Obawa, czy ewentualny pomnik Lecha Kaczyńskiego nie odbije się niekorzystnie na wizerunku Siedlec, nie jest, trzeba przyznać, obawą wydumaną. Siedlce, miasto słynące z bohaterów, musi bardzo uważać, kogo, choćby i pośmiertnie, wpuszcza w swoje granice. Nie wolno nam przecież obniżać wysokich siedleckich standardów. Pomnik postawimy nie temu, co trzeba, i nieszczęście gotowe. Dziury w jezdniach się powiększą, kolejki do przedszkoli wydłużą, standard życia się obniży, a frustratów przybędzie.
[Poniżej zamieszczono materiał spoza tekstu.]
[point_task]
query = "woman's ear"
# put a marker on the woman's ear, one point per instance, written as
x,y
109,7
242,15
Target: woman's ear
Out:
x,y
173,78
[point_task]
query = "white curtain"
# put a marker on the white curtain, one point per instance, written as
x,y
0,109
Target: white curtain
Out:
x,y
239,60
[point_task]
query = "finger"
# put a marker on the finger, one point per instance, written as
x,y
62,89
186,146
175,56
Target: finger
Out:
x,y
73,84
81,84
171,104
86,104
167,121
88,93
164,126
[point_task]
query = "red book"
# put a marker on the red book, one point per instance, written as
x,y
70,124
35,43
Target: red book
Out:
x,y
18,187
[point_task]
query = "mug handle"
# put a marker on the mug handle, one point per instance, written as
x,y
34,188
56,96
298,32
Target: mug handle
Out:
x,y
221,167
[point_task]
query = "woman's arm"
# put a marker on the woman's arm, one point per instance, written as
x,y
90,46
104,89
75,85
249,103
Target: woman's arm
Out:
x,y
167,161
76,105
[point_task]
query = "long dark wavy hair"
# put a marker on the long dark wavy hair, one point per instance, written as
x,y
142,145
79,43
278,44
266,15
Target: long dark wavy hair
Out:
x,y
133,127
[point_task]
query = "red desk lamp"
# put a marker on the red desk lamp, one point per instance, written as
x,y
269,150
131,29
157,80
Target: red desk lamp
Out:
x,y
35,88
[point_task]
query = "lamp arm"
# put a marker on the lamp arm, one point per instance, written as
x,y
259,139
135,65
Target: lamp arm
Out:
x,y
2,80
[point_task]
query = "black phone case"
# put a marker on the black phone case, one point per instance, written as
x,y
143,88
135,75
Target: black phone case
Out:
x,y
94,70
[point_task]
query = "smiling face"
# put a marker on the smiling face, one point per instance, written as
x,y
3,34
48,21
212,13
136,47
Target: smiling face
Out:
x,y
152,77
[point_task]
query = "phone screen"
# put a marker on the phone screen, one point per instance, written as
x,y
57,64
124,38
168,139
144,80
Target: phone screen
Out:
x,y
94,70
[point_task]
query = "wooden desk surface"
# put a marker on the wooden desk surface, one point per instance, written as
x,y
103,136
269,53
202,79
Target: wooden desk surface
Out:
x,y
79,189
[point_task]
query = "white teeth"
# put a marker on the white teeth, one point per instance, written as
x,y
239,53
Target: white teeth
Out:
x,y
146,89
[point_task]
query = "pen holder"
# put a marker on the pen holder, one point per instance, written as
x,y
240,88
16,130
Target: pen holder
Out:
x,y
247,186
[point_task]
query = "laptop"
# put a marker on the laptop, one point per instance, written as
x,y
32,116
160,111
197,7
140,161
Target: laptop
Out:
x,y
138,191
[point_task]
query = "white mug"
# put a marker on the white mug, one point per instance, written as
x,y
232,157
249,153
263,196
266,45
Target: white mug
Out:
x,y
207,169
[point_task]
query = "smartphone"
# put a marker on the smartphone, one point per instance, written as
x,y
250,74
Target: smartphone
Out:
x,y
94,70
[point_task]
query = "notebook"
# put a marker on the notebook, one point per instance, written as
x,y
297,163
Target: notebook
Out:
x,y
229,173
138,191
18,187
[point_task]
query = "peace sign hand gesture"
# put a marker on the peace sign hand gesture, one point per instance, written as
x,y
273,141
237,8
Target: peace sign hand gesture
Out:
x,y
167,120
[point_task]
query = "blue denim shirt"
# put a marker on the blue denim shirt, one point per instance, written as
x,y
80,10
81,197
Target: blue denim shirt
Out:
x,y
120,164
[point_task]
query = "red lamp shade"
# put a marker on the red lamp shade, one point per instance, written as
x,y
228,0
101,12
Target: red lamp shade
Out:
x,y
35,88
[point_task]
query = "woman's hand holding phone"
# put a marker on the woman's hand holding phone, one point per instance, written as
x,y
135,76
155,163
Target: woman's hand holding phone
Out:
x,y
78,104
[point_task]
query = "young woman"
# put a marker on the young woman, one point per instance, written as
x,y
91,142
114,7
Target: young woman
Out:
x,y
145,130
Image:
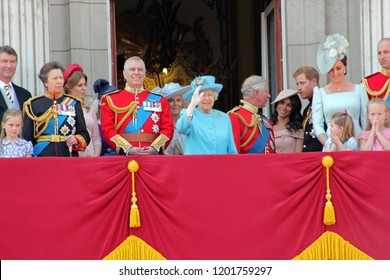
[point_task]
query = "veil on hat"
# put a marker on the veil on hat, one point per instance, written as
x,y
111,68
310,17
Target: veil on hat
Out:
x,y
333,47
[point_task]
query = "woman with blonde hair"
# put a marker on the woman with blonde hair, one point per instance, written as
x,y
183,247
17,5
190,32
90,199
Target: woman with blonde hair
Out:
x,y
76,84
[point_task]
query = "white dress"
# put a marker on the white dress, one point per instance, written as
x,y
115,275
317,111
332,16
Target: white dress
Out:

Ogólne nieudacznictwo i mierność Kaczora zostały przecież naukowo
i po wielokroć dowiedzione. Wystarczy prześledzić życiorys naszego, pożal się Boże, bohatera. Na przykład w sierpniu 1980 r. Lech Kaczyński schronił się, mało oryginalnie, w stoczni. W NSZZ „Solidarność” konspirował tak nieumiejętnie, że w stanie wojennym dał się internować. Na początku lat 90., kiedy Wałęsa był już zajęty wielką polityką, kierował „Solidarnością”.